Hey Joe, glad you got it all hooked up. The fun begins. Congratulations on choosing the superior equipment. :D

gofstbuick September 23rd, 2003 11:25 AM

Quote:

Originally posted by Red Regal T
Hey Joe, glad you got it all hooked up. The fun begins. Congratulations on choosing the superior equipment. :D
John,
You inspired me with your post in the alky section. I just reviewed and researched previous post to build a fine DIY system. Also, Ron Dona gave me the idea to point the nozzle towards the throttle body, so I welded a bung into the uppipe (on the outside, at the base of the turn) and now my nozzle can be very easily replaced using a long (1/4 drive extension and a 10mm swivel socket).

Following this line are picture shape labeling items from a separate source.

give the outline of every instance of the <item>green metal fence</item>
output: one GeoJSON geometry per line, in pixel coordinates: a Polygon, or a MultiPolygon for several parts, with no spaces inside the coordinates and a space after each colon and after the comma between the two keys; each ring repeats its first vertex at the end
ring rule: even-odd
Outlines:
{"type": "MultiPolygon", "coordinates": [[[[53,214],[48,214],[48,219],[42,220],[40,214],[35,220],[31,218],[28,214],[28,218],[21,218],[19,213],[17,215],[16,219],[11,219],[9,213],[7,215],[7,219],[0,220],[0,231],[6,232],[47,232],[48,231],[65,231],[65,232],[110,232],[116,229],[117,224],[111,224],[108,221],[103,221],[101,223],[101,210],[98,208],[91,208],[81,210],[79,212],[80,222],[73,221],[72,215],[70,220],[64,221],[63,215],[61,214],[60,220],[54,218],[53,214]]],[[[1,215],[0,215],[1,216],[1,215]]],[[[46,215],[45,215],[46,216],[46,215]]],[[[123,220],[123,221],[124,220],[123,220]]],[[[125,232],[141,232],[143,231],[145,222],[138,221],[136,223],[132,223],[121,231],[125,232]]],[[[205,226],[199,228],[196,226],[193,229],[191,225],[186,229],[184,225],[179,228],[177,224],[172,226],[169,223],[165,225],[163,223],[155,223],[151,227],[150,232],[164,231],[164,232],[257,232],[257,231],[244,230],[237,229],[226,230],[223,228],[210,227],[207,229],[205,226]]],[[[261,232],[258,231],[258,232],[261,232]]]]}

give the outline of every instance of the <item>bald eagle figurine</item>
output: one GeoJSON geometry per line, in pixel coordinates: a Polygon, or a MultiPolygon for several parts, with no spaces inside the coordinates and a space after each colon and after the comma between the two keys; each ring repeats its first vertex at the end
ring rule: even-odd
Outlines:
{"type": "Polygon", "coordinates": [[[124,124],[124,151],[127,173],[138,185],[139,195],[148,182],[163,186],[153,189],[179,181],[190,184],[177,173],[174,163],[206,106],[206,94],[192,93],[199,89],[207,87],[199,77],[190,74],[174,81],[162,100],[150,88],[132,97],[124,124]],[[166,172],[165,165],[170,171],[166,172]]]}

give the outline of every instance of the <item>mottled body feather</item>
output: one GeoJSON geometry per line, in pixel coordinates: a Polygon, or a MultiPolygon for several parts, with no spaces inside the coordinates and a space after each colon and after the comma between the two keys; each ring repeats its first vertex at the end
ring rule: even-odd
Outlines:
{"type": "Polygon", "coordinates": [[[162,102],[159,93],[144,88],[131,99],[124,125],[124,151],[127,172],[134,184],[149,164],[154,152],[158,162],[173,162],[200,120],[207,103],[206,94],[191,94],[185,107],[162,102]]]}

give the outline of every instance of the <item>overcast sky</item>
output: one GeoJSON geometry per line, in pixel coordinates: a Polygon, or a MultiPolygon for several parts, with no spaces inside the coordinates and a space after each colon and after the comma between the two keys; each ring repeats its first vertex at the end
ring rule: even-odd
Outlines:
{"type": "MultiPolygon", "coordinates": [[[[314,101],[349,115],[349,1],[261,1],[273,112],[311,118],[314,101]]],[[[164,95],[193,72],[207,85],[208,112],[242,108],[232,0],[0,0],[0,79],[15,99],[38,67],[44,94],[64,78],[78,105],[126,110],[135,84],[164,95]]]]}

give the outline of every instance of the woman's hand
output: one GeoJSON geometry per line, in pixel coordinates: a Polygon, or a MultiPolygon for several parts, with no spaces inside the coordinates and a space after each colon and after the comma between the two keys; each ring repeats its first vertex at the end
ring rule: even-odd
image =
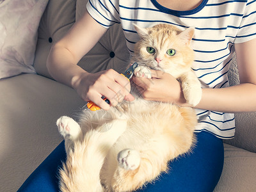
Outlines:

Red Regal T September 25th, 2003 07:04 PM

Re: ALCOHOL ON DEMAND!
 
Quote:

Originally posted by Red Regal T
UH-0H! GOT MY MANUAL 2ND STAGE ALKY INJECTION ALL HOOKED UP USING AN M-10 NOZZLE I BOUGHT FROM RAZOR. COST ABOUT $20 TO PUT TOGETHER. THIS SYSTEM IS TOTALLY SEPARATE FROM THE PRIMARY ALCOHOL SYSTEM AND OPERATES AT THE PUSH OF A BUTTON. I'LL BE SELLING THESE FOR $299.95 (sounds fair) AS SOON AS I SET UP A NEW BANK ACCOUNT WITH MORE ROOM. GET YOUR ORDERS IN NOW! :D
So far, I don't need a second stage. :( I hope I'll need it soon. Anyway, I can always just sell the plans. :D

turbogto September 26th, 2003 02:47 PM

I just set up a 2nd stage on my Alky system using an MSD RPM switch to trigger it. I'm using a 4200RPM chip in the switch and a M7 nozzle for the 2nd stage(1st stage is a M10).

Doesn't seem to make much difference in how the car runs, and I can't see it in the O2s on Direct Scan, tho I know it's coming on. I was hoping it would help with my 40 lb injectors leaning out in 3rd gear but it doesn't seem to. May still try a bigger nozzle.

Hate to give up on it, it was a lot of money and hassle to get the RPM switch working on the Buick.

salvageV6 September 26th, 2003 04:31 PM

I use the M10 in the first stage and a M15 in the second.

I would go bigger perhaps much bigger before you give up on it.